Recentemente, as manifestações contra os resultados eleitorais em Cabo Delgado, norte de Moçambique, tomaram um rumo inesperado, passando de simples protestos pacíficos para cenas de caos e violência. O protesto, que inicialmente se desenrolava de forma ordeira com cartazes e cânticos, transformou-se em confrontos intensos, com incêndios, destruição de sedes do partido FRELIMO e bloqueios de estradas. A escalada da violência gerou preocupações sobre a possível infiltração de insurgentes nas manifestações, uma hipótese que ainda está sendo investigada pelas autoridades locais.
O início das manifestações em Cabo Delgado foi marcado por protestos pacíficos contra os resultados eleitorais, nos quais o partido FRELIMO e seu candidato Daniel Chapo saíram vitoriosos. No entanto, com o passar dos dias, a situação se agravou, culminando em episódios de violência, incluindo ataques a edifícios públicos. A resposta das forças de segurança foi severa, com a polícia utilizando força para dispersar os manifestantes, resultando em mortes e feridos, embora o número exato de vítimas ainda não tenha sido confirmado.
Uma testemunha anônima descreveu uma das cenas de violência: “Aqui, neste local, houve três mortes, feridos e tiroteios. Os manifestantes estavam muito agressivos, com picaretas, pedras e garrafas. Foi uma situação de terrorismo”, relatou a cidadã.
A escalada de violência em uma cidade como Pemba, capital de Cabo Delgado, chamou a atenção de autoridades locais. O presidente do Conselho Autárquico de Pemba, Satar Abdulgani, questionou a origem dessa violência, especialmente considerando o histórico de manifestações pacíficas na cidade. “Quando os partidos políticos afirmam que suas marchas têm sido ordeiras, existe um equívoco. Quem são essas pessoas de verdade?”, disse Abdulgani, referindo-se àqueles que aderiram aos protestos e aos incidentes violentos que ocorreram.

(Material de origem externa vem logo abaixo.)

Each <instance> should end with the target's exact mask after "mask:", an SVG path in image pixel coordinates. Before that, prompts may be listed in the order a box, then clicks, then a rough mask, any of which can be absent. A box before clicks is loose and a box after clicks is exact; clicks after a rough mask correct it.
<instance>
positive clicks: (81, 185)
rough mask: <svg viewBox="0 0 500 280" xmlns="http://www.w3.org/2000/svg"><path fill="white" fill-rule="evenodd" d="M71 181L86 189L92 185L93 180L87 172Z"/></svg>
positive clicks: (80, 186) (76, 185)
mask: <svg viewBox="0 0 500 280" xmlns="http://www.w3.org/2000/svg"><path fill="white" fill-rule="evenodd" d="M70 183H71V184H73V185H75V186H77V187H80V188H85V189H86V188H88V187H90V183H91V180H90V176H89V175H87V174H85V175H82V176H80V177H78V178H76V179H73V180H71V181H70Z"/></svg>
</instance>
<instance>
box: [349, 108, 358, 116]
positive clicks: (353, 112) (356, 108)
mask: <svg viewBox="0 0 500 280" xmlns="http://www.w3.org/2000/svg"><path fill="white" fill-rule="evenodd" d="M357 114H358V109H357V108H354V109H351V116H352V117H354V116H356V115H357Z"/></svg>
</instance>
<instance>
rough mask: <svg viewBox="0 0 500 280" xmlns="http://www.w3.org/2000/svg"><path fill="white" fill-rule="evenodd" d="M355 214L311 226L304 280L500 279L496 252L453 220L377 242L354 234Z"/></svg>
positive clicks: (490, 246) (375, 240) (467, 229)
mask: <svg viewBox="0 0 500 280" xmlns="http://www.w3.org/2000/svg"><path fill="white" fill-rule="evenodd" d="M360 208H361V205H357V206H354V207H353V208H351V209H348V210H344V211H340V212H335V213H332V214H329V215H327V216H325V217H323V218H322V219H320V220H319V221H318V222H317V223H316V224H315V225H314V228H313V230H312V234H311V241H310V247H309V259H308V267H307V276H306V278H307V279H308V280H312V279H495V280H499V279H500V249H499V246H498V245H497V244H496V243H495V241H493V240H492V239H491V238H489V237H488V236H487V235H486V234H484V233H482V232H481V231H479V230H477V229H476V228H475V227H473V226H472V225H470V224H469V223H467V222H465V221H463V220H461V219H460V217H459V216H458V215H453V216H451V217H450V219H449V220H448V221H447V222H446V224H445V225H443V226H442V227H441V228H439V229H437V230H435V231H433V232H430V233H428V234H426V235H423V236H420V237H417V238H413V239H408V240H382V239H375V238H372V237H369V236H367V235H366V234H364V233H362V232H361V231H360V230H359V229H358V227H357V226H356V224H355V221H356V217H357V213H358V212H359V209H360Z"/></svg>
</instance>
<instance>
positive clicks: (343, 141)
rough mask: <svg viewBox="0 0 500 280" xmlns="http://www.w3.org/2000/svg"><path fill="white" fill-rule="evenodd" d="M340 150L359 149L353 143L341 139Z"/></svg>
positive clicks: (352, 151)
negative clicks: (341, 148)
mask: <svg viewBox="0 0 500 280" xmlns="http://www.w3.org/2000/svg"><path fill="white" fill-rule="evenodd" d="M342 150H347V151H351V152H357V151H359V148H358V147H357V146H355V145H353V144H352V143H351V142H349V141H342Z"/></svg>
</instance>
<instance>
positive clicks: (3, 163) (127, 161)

Apesar das especulações sobre a presença de terroristas entre os manifestantes, a Polícia da República de Moçambique (PRM) tem se mostrado cautelosa quanto a essa possibilidade. O porta-voz da corporação, Aniceto Magome, declarou que é “prematuro” afirmar que terroristas estão infiltrados nas manifestações, afirmando que o trabalho de investigação ainda está em andamento. “Não temos indicativos de que algum terrorista tenha sido detido até agora”, acrescentou Magome, pedindo paciência para que as investigações forneçam respostas mais claras.

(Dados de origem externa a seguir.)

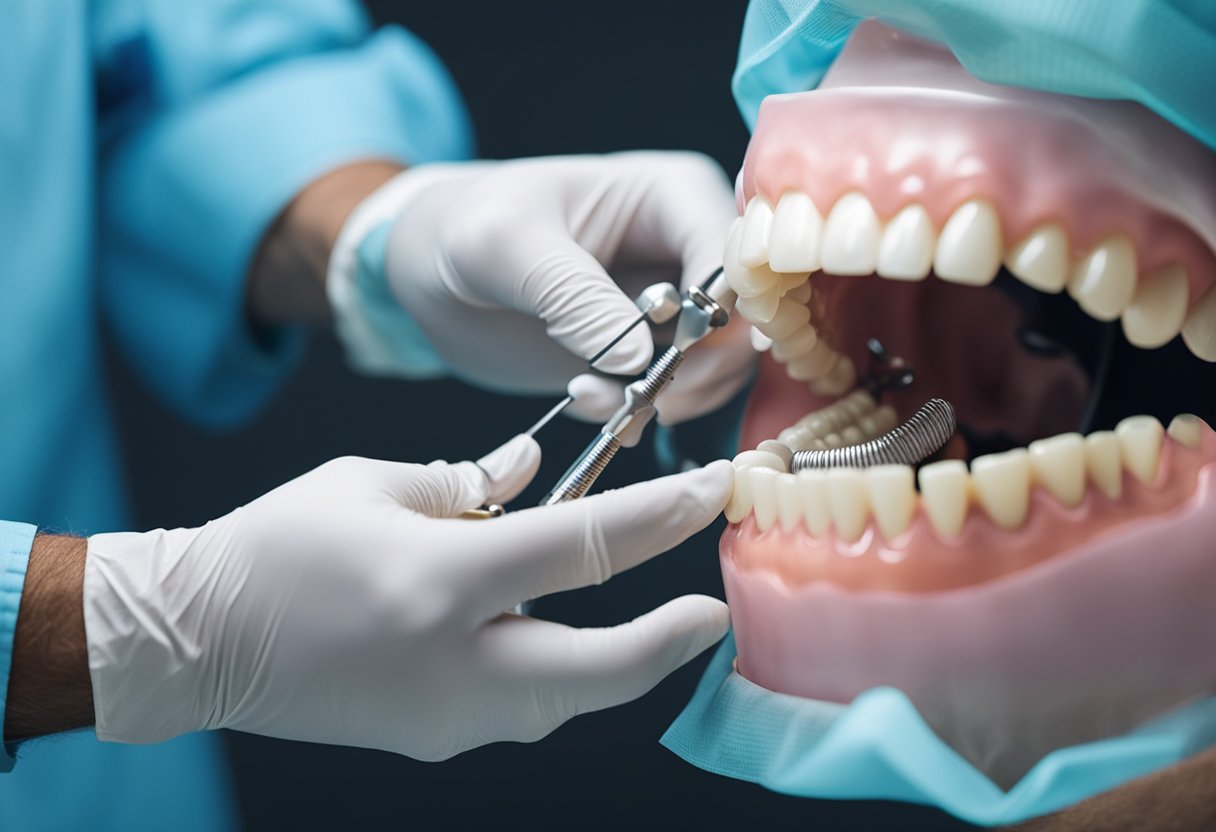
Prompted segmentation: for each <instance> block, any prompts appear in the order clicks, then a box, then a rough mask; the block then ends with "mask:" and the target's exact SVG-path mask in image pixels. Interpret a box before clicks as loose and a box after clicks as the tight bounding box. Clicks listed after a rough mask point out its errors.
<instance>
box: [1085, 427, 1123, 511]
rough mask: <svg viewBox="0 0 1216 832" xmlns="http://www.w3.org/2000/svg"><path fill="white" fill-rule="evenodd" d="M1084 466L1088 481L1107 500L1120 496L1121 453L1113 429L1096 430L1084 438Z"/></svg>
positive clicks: (1118, 498) (1121, 490)
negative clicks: (1087, 478) (1101, 492)
mask: <svg viewBox="0 0 1216 832" xmlns="http://www.w3.org/2000/svg"><path fill="white" fill-rule="evenodd" d="M1085 468H1086V472H1087V473H1088V474H1090V482H1092V483H1093V484H1094V487H1097V489H1098V490H1099V491H1102V493H1103V494H1104V495H1105V496H1107V499H1108V500H1118V499H1119V497H1120V496H1122V493H1124V463H1122V455H1121V454H1120V451H1119V437H1116V435H1115V434H1114V432H1113V431H1097V432H1094V433H1091V434H1090V435H1087V437H1086V438H1085Z"/></svg>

Embora a polícia descarte por enquanto a infiltração de terroristas, o ativista Aly Caetano alertou para a sensibilidade da situação em Cabo Delgado, considerando o contexto de insurgência armado na região. “Toda a província de Cabo Delgado é extremamente sensível por causa do terrorismo. Há relatos não oficiais de que os terroristas estão em todos os lugares, praticando comércio e outras atividades cotidianas”, afirmou Caetano. Para o ativista, qualquer manifestação pode se tornar uma “porta de entrada” para um ataque terrorista, dada a instabilidade da região.
Enquanto as investigações continuam, as autoridades locais, incluindo o governador provincial Valige Tauabo e o edil de Pemba, têm reforçado o apelo à paz e ao protesto pacífico. Ambos têm incentivado os jovens a se engajarem em manifestações de forma ordeira, sem recorrer à violência. A situação em Cabo Delgado segue em análise, com o governo e a sociedade atentos às possíveis consequências dos protestos e à potencial infiltração de elementos terroristas na região.